Ogi Overman on Ragsdale jersey retirements

Ragsdale retires 3 baseball jerseys
by Ogi Overman:Jamestown News
(This article was sent to us and we did not remove this from The Jamestown News. Thank-you Mr. Overman.)

It’s not exactly Fenway Park, but there is one aspect of Ragsdale High School’s baseball stadium that bears a strong resemblance to the famed Boston landmark. It adorns the left field fence instead of the right field façade at Fenway, and it contains only half as many symbols, but the symbolism and intended effect is identical.

On Tuesday, April 29 the Jamestown high school retired the numbers of three of its most celebrated baseball players — Chad Baker, Trevor Mullins and Ronnie Smith — and three baseball-shaped discs with their respective names and numbers will hang from the fence in perpetuity. The ceremony, which also recognized the club’s seven seniors, took place before Ragsdale’s game with Randleman. Officials in attendance included Guilford County Schools superintendent Maurice “Mo” Green and school principal Dr. Kathy Rogers.

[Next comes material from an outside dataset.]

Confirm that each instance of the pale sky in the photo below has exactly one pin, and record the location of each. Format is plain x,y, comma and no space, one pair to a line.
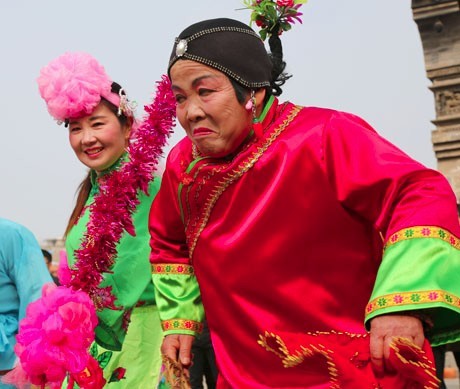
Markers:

Master of ceremonies for the event was former Ragsdale All-State basketball player Jim Modlin.

As a freshman in 2001, Chad Baker gave a preview of things to come when he homered in his first game. The roundtripper sparked a seventh-inning rally that saw the team bat around. In that same inning Baker came up again, this time doubling in the game-winning run in a 7-6 win over Eastern Guilford. Many longtime observers point to that rally as the turning point that has made Ragsdale one of this decade’s 3-A powerhouses.

In his four-year prep career, Baker was the conference and team MVP three times, as well as an All-State and All-Area performer. He accepted a scholarship to Catawba College, and just as in high school, became a starter as a freshman. On a team that had three players drafted by the major leagues last year, the second baseman hit over .300 for his career with 20 homers.

Trevor Mullins is arguably the finest pitcher ever produced by Ragsdale. The right-hander was the state high school pitcher of the year in 2006, when he won 16 games and led the Tigers to the state championship finals, where they lost two games to one. That marked the second-highest total in state history, and his 30 career wins is a school record. Mullins was a three-time All-Conference selection as well as being both the Mid-Piedmont 3-A and Area Player of the Year.

After transferring from Appalachian State, Mullins followed his high school teammate Baker to Catawba, where he is a junior. A member of the starting rotation, currently he is 5-3 with a 3.75 ERA and 63 strikeouts in 61 innings. He tossed a complete-game three-hitter recently.

Ronnie Smith led Ragsdale to its first state title game, in the early 1970s, and in the process also became the school’s first All-State player. He played for the fabled 1971 Burtner Post 53 American Legion team, and after a stellar career at High Point College (now University), the right-fielder with a cannon for a right arm went into coaching. He began as a baseball coach at High Point Central, moving to Southeast Guilford and finally to his alma mater as an assistant football coach and head track coach.

Smith died August 31, 2007 of a rare form of muscle cancer at age 53. But the much-loved coach’s memory lives on with a golf tournament and track meet that bears his name, and now another fitting tribute.

Ironically, both Smith and Baker wore No. 1, and Mullins wore No. 12. But no one at Ragsdale will ever wear either of them again.